That was my feeling I get a much better burn when I use them, but I have to admit my production has come to a standstill...


----------



## kenwood (Feb 7, 2006)

Phoenix87 said:
			
		

> That was my feeling I get a much better burn when I use them, but I have to admit my production has come to a standstill...



change things up like everyother workout change to db's or barbells


----------



## dontsurfonmytur (Feb 7, 2006)

Ok, from a lot of people on this forum, i hear only do 2 to 3 exercises for the chest, and it will be more than enough
but this is what I do:
flat bench 3-4 sets
incline bench 3-4 sets
flat DB bench 3 sets
incline DB bench 3 sets
dumbbell pullovers 3 sets
cable cross overs 4 sets

i seem to have enough energy to do all these exercises with intensity and my pecs are sore, and when they stop beign sore, i just switch little things around
Is this too much?


----------



## kenwood (Feb 7, 2006)

dontsurfonmytur said:
			
		

> Ok, from a lot of people on this forum, i hear only do 2 to 3 exercises for the chest, and it will be more than enough
> but this is what I do:
> flat bench 3-4 sets
> incline bench 3-4 sets
> ...



nigga u crazy? is that for oneworkout? thats 19sets boy..haha take 1/2that out!


----------



## GFR (Feb 7, 2006)

dontsurfonmytur said:
			
		

> Ok, from a lot of people on this forum, i hear only do 2 to 3 exercises for the chest, and it will be more than enough
> but this is what I do:
> flat bench 3-4 sets
> incline bench 3-4 sets
> ...


That is one of the worst chest workouts I have seen in months.


----------



## Candor (Feb 7, 2006)

To each his own.  Find what works for you and stick with it.  There is no magic workout.  There are however prevailing theories.  I have tried lots of different workouts.  For mass I get the most benefit out of 
warm-up
Incline 5x5
Flat db 4@5-6
hammer strength press 4@6-8
flyes or crossovers 4@8-10

Total of 17 sets.  Your program is 19-21 sets.  If it is doing what you need then keep with it.  If it isn't then change it.  

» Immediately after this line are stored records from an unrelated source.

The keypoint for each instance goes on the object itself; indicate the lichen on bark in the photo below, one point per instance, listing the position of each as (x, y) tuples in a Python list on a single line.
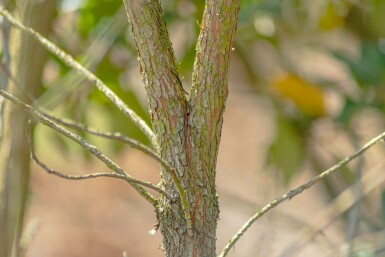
[(188, 131)]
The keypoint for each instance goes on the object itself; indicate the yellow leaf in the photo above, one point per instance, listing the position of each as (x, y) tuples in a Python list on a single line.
[(307, 97), (330, 19)]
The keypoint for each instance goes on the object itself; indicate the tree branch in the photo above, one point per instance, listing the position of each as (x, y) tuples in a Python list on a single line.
[(210, 79), (71, 62), (114, 136), (298, 190), (90, 176), (166, 96), (89, 147)]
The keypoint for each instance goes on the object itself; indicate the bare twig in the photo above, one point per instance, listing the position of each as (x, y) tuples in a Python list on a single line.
[(114, 136), (93, 175), (298, 190), (79, 140), (71, 62)]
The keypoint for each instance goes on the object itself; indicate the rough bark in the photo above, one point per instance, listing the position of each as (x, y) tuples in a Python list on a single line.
[(27, 60), (188, 132)]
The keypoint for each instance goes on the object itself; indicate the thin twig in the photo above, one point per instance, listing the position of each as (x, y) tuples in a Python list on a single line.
[(93, 175), (297, 191), (79, 140), (114, 136), (71, 62)]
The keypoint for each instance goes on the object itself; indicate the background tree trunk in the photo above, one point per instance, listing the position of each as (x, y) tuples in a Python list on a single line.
[(26, 59)]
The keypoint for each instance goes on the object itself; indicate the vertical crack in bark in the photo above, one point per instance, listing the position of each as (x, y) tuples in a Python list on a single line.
[(188, 133)]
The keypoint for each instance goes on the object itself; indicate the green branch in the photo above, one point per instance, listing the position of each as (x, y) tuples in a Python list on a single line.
[(92, 175), (79, 140), (298, 190), (72, 63), (114, 136)]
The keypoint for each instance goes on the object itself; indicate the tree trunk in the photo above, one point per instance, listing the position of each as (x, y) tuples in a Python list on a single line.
[(188, 131), (26, 60)]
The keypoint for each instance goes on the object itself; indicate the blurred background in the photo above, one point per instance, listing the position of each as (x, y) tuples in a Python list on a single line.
[(307, 87)]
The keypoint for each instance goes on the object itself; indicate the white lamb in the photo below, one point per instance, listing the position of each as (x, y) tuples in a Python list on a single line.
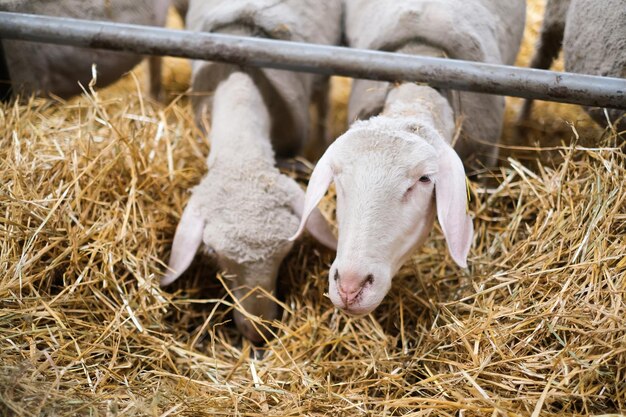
[(394, 171), (245, 210), (43, 69), (593, 37)]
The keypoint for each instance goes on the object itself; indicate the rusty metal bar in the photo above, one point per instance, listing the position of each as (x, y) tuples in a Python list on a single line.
[(320, 59)]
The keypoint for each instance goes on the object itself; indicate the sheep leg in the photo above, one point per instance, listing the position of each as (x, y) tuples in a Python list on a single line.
[(549, 43)]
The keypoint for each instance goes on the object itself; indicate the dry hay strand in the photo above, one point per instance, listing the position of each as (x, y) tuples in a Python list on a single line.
[(91, 194)]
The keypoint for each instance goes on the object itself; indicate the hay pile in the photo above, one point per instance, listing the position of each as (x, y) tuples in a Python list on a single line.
[(90, 196)]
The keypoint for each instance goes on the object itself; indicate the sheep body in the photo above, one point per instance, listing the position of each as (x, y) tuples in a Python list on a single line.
[(476, 30), (394, 171), (244, 209), (43, 69), (287, 94), (592, 35)]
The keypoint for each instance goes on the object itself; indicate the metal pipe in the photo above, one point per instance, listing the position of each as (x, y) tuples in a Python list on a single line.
[(320, 59)]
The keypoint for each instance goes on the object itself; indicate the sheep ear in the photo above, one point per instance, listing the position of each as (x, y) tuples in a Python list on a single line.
[(187, 239), (318, 185), (451, 200), (316, 225)]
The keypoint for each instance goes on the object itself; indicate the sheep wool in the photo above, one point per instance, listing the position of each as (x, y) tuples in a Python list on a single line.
[(287, 93), (477, 30)]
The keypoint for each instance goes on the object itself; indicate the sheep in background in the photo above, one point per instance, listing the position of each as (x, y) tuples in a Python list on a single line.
[(593, 37), (394, 171), (244, 210), (43, 69)]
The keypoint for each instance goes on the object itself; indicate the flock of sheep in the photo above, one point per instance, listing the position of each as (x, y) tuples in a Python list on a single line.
[(400, 164)]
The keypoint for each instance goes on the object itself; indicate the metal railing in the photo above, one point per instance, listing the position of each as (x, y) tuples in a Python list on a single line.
[(320, 59)]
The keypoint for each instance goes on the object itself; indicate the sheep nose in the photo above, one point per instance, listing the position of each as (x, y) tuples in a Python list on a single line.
[(350, 285)]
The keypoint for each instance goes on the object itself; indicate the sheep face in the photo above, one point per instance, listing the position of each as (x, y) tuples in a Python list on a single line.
[(390, 184)]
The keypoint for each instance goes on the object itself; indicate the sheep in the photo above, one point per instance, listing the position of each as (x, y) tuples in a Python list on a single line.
[(593, 37), (244, 210), (394, 171), (41, 69)]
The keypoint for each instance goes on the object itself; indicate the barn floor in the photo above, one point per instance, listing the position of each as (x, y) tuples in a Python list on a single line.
[(90, 196)]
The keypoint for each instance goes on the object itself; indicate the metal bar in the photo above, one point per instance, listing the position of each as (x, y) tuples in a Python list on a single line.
[(320, 59)]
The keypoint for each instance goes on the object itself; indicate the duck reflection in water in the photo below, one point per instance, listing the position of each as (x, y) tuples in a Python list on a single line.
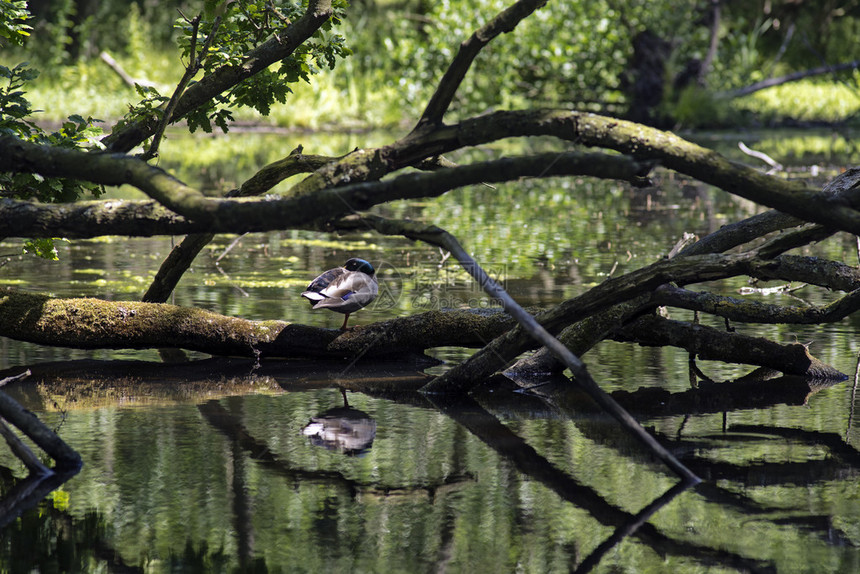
[(343, 429)]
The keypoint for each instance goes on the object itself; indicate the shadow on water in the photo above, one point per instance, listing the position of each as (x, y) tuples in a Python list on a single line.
[(328, 440)]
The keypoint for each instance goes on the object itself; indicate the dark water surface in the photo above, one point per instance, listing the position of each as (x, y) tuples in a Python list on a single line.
[(230, 466)]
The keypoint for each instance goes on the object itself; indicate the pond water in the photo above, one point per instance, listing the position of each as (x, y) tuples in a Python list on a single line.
[(224, 465)]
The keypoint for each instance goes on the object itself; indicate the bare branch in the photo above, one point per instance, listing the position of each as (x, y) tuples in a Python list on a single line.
[(437, 236)]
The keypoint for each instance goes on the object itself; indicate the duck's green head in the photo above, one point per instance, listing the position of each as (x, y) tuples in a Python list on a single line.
[(356, 264)]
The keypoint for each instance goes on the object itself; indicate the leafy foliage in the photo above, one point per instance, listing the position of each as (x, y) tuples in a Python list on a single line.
[(76, 133), (229, 30), (13, 15)]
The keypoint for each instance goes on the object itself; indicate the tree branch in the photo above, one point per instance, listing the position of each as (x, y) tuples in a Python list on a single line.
[(504, 22), (437, 236), (271, 51), (88, 323), (306, 211), (709, 343)]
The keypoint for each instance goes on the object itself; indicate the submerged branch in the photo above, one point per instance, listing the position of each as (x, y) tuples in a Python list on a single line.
[(504, 22), (437, 236), (713, 344)]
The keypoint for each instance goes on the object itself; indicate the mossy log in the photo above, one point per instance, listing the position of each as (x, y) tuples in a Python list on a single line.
[(88, 323)]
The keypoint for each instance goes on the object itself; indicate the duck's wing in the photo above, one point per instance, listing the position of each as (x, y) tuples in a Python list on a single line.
[(352, 285), (347, 293), (316, 290)]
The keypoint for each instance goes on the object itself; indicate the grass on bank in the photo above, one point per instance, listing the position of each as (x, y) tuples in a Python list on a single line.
[(348, 97)]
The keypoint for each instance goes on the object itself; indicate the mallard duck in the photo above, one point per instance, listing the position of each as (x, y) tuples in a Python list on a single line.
[(344, 289)]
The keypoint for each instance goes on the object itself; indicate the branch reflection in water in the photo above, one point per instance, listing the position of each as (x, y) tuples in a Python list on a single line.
[(266, 450)]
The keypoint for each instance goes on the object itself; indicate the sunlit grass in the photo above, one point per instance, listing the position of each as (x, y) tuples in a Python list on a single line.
[(805, 100), (340, 97)]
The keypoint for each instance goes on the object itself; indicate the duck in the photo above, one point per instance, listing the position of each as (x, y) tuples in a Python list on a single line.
[(344, 289)]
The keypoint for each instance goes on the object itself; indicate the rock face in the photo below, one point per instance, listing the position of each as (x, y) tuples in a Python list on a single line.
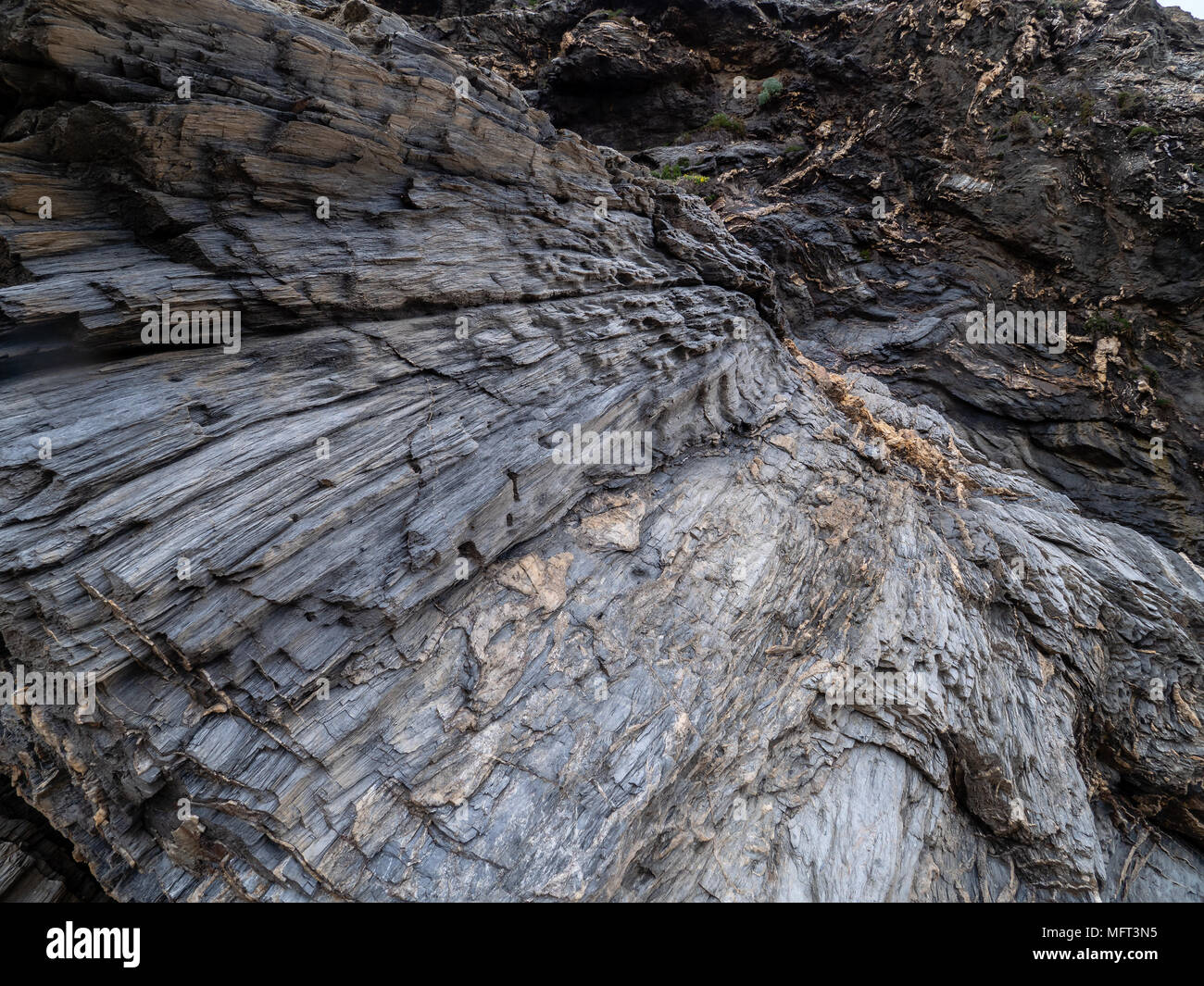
[(548, 532)]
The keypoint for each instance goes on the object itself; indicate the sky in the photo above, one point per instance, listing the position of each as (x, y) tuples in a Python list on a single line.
[(1195, 7)]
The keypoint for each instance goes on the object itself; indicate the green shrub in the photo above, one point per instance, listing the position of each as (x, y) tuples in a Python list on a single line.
[(770, 91)]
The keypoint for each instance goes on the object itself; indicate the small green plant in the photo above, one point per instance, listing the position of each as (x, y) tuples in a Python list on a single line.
[(672, 172), (770, 91), (722, 121)]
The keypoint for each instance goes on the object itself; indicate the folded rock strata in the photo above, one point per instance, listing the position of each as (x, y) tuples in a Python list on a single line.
[(417, 656)]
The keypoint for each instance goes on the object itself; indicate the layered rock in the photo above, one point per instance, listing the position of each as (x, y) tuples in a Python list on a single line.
[(359, 629)]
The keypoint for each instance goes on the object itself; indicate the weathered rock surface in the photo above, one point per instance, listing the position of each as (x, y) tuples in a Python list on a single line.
[(413, 655)]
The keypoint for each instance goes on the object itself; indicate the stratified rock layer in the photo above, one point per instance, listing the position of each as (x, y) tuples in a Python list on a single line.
[(360, 634)]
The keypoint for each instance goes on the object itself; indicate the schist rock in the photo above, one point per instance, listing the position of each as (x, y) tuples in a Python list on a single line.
[(553, 532)]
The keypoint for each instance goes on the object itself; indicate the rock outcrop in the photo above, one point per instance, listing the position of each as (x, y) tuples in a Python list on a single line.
[(372, 616)]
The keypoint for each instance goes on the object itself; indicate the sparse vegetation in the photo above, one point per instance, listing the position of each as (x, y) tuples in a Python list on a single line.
[(677, 172), (771, 89)]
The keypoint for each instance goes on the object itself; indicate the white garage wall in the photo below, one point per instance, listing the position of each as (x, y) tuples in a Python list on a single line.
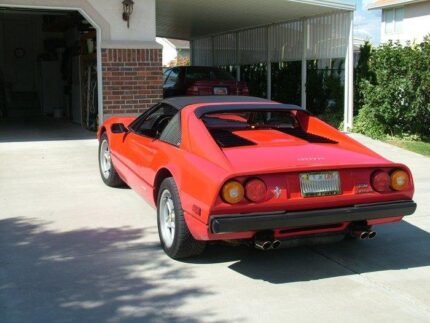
[(107, 14)]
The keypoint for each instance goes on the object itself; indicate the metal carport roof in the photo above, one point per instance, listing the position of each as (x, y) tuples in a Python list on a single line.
[(190, 19), (235, 32)]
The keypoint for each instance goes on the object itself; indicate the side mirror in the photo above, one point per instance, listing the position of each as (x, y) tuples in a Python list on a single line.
[(118, 128)]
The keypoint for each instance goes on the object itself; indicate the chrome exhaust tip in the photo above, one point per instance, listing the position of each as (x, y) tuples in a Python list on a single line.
[(276, 244), (360, 234), (263, 245), (371, 235)]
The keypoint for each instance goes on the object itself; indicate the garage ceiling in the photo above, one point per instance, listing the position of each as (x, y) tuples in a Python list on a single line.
[(189, 19)]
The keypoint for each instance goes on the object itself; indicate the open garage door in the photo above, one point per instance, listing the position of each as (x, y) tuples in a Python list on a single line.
[(48, 69)]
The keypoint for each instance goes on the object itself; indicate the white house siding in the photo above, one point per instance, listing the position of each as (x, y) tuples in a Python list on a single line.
[(416, 24)]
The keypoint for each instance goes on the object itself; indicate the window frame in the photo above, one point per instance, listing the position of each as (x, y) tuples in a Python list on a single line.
[(133, 127)]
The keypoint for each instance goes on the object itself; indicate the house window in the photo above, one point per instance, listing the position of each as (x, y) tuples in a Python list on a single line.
[(393, 19)]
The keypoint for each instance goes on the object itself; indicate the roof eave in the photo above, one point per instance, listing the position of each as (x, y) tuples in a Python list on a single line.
[(336, 4)]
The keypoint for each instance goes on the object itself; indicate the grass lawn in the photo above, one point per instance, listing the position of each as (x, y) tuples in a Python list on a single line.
[(420, 147)]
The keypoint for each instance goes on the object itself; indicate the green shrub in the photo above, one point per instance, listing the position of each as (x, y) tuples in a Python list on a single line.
[(397, 102)]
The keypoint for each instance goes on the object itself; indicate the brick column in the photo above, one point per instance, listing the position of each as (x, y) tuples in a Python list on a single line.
[(132, 80)]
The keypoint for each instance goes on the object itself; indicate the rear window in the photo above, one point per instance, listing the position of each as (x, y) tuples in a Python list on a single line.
[(228, 129), (207, 74), (250, 120), (225, 127)]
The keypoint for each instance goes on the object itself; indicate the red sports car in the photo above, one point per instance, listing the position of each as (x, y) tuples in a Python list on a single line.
[(250, 170)]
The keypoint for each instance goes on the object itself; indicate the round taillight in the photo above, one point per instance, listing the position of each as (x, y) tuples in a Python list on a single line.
[(255, 190), (232, 192), (381, 181), (399, 180)]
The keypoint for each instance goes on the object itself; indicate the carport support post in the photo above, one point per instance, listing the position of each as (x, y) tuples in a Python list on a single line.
[(269, 65), (349, 79), (304, 65)]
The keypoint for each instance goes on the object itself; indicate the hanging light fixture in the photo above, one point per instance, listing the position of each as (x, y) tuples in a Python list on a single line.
[(127, 10)]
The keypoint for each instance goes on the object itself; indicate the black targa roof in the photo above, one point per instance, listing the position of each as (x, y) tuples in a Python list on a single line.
[(183, 101)]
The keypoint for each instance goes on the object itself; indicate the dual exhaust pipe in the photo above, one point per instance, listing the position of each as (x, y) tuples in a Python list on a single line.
[(267, 244), (363, 234)]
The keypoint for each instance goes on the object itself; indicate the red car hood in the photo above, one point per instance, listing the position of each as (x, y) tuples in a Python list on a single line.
[(283, 152)]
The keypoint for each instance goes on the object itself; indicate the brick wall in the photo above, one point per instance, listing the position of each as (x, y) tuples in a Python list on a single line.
[(132, 80)]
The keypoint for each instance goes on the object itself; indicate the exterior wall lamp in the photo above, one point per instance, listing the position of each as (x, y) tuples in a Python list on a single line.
[(127, 10)]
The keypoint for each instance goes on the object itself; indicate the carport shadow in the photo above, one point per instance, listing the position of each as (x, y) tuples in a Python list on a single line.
[(397, 246), (41, 129), (86, 275)]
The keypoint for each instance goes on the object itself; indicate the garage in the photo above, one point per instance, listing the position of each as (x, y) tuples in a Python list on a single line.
[(48, 69)]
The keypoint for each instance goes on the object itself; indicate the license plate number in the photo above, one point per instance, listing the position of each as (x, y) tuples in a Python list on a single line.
[(220, 90), (320, 184)]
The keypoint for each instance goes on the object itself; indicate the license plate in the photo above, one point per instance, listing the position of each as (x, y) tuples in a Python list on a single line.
[(320, 184), (220, 91)]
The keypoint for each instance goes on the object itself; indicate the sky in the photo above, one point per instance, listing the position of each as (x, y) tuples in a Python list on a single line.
[(367, 22)]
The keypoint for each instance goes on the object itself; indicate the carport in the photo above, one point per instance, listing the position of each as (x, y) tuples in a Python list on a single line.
[(231, 34), (242, 32)]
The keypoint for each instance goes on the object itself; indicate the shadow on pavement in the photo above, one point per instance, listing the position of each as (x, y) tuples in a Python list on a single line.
[(397, 246), (86, 275), (41, 129)]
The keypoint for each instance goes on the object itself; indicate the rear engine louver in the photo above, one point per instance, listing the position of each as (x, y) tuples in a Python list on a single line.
[(225, 139), (309, 137)]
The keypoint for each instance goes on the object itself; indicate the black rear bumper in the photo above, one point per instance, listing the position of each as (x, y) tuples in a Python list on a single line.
[(277, 220)]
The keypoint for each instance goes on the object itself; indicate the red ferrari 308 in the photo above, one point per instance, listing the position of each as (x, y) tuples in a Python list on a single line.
[(250, 170)]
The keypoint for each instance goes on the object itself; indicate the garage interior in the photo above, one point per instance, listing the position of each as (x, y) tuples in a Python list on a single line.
[(48, 70)]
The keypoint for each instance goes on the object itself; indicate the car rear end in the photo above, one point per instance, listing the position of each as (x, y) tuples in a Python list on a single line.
[(290, 181)]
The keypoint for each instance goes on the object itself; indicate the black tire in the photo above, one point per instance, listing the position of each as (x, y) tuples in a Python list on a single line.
[(111, 178), (183, 244)]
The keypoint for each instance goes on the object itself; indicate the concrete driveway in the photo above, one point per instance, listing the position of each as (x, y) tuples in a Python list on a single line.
[(74, 250)]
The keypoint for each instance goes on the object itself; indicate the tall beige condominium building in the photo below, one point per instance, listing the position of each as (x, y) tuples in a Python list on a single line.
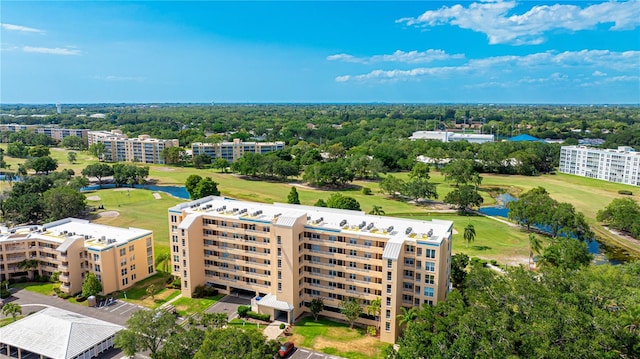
[(285, 255), (118, 256), (231, 151), (120, 148)]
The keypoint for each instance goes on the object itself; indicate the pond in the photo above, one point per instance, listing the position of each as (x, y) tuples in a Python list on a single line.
[(176, 191), (602, 252)]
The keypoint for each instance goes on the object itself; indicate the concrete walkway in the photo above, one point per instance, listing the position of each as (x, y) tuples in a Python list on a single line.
[(273, 331)]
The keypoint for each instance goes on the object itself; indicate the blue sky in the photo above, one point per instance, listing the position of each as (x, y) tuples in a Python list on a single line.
[(418, 51)]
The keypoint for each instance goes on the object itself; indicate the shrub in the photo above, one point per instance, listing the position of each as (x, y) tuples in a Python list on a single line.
[(258, 316), (202, 291), (371, 330), (243, 309)]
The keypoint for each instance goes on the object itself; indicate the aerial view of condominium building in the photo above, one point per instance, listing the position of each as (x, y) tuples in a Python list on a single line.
[(621, 165), (285, 255), (118, 256), (120, 148), (231, 151)]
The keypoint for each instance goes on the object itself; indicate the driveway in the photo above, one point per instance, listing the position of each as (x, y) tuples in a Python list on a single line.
[(229, 304), (116, 313)]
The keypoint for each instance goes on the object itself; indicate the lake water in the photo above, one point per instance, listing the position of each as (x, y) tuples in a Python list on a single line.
[(603, 253), (176, 191)]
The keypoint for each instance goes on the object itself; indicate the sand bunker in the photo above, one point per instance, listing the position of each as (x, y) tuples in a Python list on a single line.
[(109, 214)]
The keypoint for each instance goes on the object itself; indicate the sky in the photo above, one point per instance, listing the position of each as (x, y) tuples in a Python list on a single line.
[(495, 51)]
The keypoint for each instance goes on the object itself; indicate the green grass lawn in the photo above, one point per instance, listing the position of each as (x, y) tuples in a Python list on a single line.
[(335, 338), (45, 288), (186, 306)]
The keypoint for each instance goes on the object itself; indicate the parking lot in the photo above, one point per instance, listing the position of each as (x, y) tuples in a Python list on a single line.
[(301, 353)]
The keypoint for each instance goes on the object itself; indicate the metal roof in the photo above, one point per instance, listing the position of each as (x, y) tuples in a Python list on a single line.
[(57, 333)]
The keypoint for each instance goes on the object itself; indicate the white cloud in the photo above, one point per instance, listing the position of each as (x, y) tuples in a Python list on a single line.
[(493, 19), (549, 62), (11, 27), (410, 57), (119, 78), (52, 50)]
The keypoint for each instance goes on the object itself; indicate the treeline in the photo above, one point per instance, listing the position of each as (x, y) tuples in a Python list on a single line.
[(592, 312)]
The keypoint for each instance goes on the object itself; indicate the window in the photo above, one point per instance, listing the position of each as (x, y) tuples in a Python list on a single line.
[(428, 292), (430, 266)]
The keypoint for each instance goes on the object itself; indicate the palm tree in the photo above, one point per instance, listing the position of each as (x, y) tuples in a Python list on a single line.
[(12, 309), (535, 245), (374, 308), (407, 316), (469, 233)]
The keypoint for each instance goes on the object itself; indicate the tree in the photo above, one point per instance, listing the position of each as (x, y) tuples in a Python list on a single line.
[(293, 196), (98, 170), (151, 291), (191, 183), (375, 308), (206, 187), (235, 343), (469, 233), (147, 331), (97, 149), (316, 305), (199, 161), (459, 262), (91, 285), (44, 164), (12, 309), (163, 258), (459, 172), (221, 164), (29, 265), (337, 200), (535, 246), (62, 202), (464, 197), (72, 157), (351, 310)]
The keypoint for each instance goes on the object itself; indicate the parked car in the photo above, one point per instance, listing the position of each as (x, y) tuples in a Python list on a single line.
[(286, 349)]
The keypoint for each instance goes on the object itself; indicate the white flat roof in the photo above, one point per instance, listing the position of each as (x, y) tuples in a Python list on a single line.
[(57, 333), (341, 222), (71, 228)]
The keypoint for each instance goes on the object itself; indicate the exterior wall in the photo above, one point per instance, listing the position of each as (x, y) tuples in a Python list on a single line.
[(231, 151), (298, 261), (620, 166)]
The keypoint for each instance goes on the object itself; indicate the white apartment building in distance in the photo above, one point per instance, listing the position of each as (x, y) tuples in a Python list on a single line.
[(285, 255), (620, 166), (446, 136), (119, 257), (231, 151), (120, 148)]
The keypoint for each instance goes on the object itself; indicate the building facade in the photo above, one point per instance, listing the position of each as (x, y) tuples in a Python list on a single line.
[(285, 255), (620, 166), (120, 148), (231, 151), (73, 247)]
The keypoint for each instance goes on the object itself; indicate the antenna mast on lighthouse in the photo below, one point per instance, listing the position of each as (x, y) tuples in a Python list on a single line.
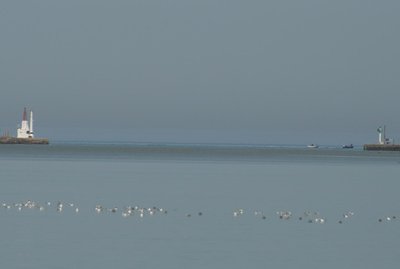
[(31, 125)]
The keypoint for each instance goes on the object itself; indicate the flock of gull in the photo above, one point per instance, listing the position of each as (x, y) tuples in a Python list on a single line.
[(141, 212)]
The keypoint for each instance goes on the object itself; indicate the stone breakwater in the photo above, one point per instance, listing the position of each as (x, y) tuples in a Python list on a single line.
[(15, 140), (382, 147)]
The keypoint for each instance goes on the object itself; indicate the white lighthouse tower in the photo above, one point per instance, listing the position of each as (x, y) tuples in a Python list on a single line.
[(26, 129)]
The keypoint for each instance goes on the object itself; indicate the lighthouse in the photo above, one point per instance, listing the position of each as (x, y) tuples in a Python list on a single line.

I am probably going to drop the flat dbs and switch to a decline db.  

I have no Jedi powers...so take this for what it is worth.  One day I will have 10 posts so my opinion may mean more 

I have not found that soreness is a barometer of mass/growth although I do like the reinforcement that it provides that I worked hard.


----------



## kenwood (Feb 7, 2006)

Candor said:
			
		

> To each his own.  Find what works for you and stick with it.  There is no magic workout.  There are however prevailing theories.  I have tried lots of different workouts.  For mass I get the most benefit out of
> warm-up
> Incline 5x5
> Flat db 4@5-6
> ...


----------



## dontsurfonmytur (Feb 7, 2006)

Oh and by the way , is working out ur chest only one time a week too less?
And I guess I will try to focus on either BB or DB for incline/flat, and see how 
that works out. Any advice u can give me, and ForemanRules , I would appreicate ur advice.


----------



## kenwood (Feb 7, 2006)

dontsurfonmytur said:
			
		

> Oh and by the way , is working out ur chest only one time a week too less?
> And I guess I will try to focus on either BB or DB for incline/flat, and see how
> that works out. Any advice u can give me, and ForemanRules , I would appreicate ur advice.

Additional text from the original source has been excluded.